Przez dwa ostatnie miesiące nie było mocnych na kaliską ekipę. W tym czasie MKS wygrał dziewięć kolejnych spotkań – siedem w PGNiG Superlidze i dwa w PGNiG Pucharze Polski. Każda passa kiedyś się jednak kończy i w przypadku kaliszan nastąpiło to w sobotę. Rozpędzoną machinę znad Prosny zatrzymał Chrobry Głogów.
Jeszcze do półmetka wynik był kwestią otwartą. Gospodarze remisowali z rywalami 14:14, choć mogli schodzić do szatni przy jednobramkowym prowadzeniu, gdyby udało im się powstrzymać rzucającego niemal równo z syreną Mariusza Gujskiego. Wcześniej kaliszanie odrobili dwubramkową stratę, a po raz pierwszy wysunęli się na czoło po kwadransie, gdy lukę w szczelnej defensywie gości znalazł Marek Szpera (6:5). – Na pewno pierwsza połowa w naszym wykonaniu była dużo lepsza, zarówno w obronie, jak i w ataku pozycyjnym. Graliśmy bramka za bramkę i wszystko wydawało się możliwe – relacjonuje trener Paweł Rusek.

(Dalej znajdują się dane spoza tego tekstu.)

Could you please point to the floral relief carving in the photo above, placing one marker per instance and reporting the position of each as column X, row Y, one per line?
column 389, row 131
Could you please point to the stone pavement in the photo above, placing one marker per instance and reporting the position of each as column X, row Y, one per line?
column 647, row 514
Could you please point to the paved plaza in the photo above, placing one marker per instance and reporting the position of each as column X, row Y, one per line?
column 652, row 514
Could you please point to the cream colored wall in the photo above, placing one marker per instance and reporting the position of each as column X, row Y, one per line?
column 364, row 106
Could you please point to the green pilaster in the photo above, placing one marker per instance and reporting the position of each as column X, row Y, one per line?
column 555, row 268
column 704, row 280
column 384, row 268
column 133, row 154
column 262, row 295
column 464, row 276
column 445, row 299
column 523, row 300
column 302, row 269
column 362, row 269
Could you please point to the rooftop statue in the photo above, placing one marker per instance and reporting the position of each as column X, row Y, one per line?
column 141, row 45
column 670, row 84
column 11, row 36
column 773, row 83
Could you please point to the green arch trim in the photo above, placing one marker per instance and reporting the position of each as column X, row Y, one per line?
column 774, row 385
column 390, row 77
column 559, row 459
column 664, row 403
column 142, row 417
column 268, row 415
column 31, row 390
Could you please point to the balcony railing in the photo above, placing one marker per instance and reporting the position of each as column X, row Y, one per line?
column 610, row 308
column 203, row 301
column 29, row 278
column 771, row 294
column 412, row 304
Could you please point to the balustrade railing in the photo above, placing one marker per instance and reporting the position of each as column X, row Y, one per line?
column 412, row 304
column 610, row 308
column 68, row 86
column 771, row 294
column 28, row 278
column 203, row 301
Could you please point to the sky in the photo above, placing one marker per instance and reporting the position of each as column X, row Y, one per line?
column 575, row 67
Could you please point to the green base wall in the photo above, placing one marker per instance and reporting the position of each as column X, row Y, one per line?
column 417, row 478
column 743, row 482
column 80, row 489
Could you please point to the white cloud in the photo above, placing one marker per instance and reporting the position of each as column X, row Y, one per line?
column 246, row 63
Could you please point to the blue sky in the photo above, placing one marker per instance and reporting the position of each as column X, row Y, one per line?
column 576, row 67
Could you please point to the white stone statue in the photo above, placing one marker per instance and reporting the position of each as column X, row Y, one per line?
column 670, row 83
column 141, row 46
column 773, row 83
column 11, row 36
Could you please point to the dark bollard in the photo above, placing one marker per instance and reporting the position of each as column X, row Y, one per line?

Nadzieje beniaminka na zwycięstwo prysły jak mydlana bańka w pierwszym kwadransie drugiej połowy. Wprawdzie zaraz po powrocie na parkiet karnego wykorzystał Michał Drej, a chwilę później miejscowi mogli odskoczyć na dwa gole, ale niewykorzystany rzut pociągnął za sobą lawinę nieszczęść. Głogowianie kończyli skutecznie niemal każdy atak, do tego ich bramkę na kilkanaście minut zamurował Rafał Stachera. Trener Rusek rotował składem, posadził na ławce m.in. słabiej dziś dysponowanego Edina Tatara, jednak na niewiele się to zdało. W 45. minucie przyjezdni prowadzili już 23:16 i powoli mogli myśleć o spakowaniu trzech punktów w podróż powrotną do Głogowa. Zwłaszcza że na dziesięć minut przed końcem po trafieniu najskuteczniejszego w tym spotkaniu Adama Babicza odjechali kaliszanom na osiem bramek (26:18).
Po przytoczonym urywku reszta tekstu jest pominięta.